In current study, the median ACE in 32 patients with nasal mucosal abnormalities was noted to be significantly higher than the patients with normal nasal endoscopic findings (p=0.01). However, the median ACE of the patients with nasal symptoms, although higher than the patients without nasal symptoms (1 versus 0), was not statistically significant.
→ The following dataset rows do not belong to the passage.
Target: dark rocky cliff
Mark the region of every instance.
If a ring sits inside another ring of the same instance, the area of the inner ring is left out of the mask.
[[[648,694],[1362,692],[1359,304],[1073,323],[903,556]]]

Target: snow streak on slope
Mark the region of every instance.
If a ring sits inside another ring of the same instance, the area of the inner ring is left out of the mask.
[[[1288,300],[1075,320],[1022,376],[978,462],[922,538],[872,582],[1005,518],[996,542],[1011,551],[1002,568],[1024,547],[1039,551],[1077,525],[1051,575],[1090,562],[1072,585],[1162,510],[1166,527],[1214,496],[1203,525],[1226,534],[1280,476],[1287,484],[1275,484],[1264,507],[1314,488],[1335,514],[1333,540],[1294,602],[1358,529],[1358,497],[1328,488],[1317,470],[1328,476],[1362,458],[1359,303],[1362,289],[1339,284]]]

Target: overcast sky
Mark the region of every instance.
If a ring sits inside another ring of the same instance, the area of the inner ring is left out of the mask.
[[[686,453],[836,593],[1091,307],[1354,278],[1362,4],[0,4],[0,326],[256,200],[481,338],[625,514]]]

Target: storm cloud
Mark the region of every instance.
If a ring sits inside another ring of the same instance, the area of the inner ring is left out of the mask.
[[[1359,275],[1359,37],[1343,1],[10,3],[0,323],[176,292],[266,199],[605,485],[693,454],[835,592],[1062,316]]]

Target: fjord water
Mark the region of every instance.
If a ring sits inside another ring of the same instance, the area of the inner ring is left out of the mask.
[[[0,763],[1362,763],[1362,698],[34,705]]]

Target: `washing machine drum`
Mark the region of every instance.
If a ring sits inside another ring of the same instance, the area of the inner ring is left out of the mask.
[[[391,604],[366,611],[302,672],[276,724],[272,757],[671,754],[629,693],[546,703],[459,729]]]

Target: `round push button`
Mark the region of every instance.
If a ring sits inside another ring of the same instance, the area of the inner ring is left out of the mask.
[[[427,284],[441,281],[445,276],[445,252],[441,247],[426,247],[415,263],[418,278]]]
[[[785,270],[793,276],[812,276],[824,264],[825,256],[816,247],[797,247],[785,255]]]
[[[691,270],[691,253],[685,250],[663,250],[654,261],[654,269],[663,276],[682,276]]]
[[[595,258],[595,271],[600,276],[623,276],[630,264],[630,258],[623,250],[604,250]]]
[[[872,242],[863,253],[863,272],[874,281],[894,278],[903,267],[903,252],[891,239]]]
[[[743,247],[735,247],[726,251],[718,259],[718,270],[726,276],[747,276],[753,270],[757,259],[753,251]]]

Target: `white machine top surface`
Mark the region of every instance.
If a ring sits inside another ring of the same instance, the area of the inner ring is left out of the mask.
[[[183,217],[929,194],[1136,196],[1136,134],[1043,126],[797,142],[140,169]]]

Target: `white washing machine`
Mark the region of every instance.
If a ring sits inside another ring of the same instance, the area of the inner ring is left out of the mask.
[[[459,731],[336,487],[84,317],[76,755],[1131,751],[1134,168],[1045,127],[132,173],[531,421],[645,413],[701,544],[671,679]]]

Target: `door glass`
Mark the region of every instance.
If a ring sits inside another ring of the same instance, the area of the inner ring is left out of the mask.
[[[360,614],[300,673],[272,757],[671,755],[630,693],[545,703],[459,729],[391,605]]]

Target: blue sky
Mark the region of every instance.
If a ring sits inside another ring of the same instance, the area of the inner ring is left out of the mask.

In some previous studies, endoscopic sinus surgery was recommended to be prescribed in addition to systemic treatment in SNS cases [16,20]. However, in current study, surgical interventions were only suggested in the patients with no improvements in the symptoms during the systemic therapy. Although recent studies describe local topical treatment of sinonasal sarcoidosis as inadequate, the current study obtained the satisfactory results of topical treatment for SNS patients [7,22]. Nine patients who received corticosteroids treatment combined with local corticosteroids showed more symptom improvements. Results of the current study showed that the intensive treatment with MTX appears to be impressive in patients with treatment failure.
Limitation
Since, this study was carried out using samples collected from the referral hospital for lung diseases in Tehran; therefore it may not reflect the overall country scenario. Finally, despite the current study was conducted on a large cohort, but it was influenced by some limitations. It is suggested that, biger sample size of patients in future studies may help in more accurate generalization of the results.
Conclusion
To conclude, sinonasal involvement is a rare disease manifestation of sarcoidosis. The current study suggests that a symptomatic approach for diagnosis of sinonasal manifestation in sarcoidosis is not efficient. Hence, the key to the certain diagnosis of sinonasal manifestation in sarcoidosis is to perform CT in suspicious cases. In the case of observing abnormal pattern in CT, plus increased ACE level in a sarcoidosis patient, further histopathological examination on sinonasal biopsy is suggested. However, further studies with focus on head, neck and laryngeal involvement would be necessary to evaluate the exact prevalence of head and neck involvements in sarcoidosis patients in Iran.